Error, a fundamental concept in the common errors method, refers to mistakes in the transmission of a text. As such an error is a type of secondary reading and in some cases is used as shorthand for secondary reading (West 1973, 32, note 3). An error can also be seen as an innovation in the textual tradition, although the latter term generally implies intention whereas error commonly implies an unplanned change. Generally speaking, errors represent copying errors although other processes of reproduction, such as dictation, can produce errors.

The common errors method uses significant, or kinship-revealing, errors to posit relationships among witnesses. Conjunctive errors indicate a common ancestor, that is they allow witnesses to be grouped together into families. Separative errors demonstrate the independence of a witness from another and allow the critic to distinguish relationships within a family. The determination of errors (or more clearly, secondary readings) and the relationships among witnesses allows one to root a textual tree, that is establish the position of the archetype in a stemma.

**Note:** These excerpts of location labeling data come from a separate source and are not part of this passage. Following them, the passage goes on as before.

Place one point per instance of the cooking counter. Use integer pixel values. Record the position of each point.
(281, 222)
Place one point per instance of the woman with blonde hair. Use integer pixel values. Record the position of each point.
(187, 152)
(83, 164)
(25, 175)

The term, error, finds disfavour among a number of textual scholars for a number of reasons, including the pejorative connotations associated with the word. Contemporary computer-assisted statistical methods generally employ not errors but variants, which are used to group witnesses. Consequently, these methods and their tools produce undirected trees or attempt to root the tree by a variety of methods.

Because of the centrality of the term in textual criticism, scholars have developed a rather extensive descriptive vocabulary to describe errors (and variants) and often the processes by which they arise (for examples, see types of errors). If one considers only the result (rather than the impetus), all errors (and indeed secondary readings and innovations) can be categorised as omission, addition, transposition and substitution.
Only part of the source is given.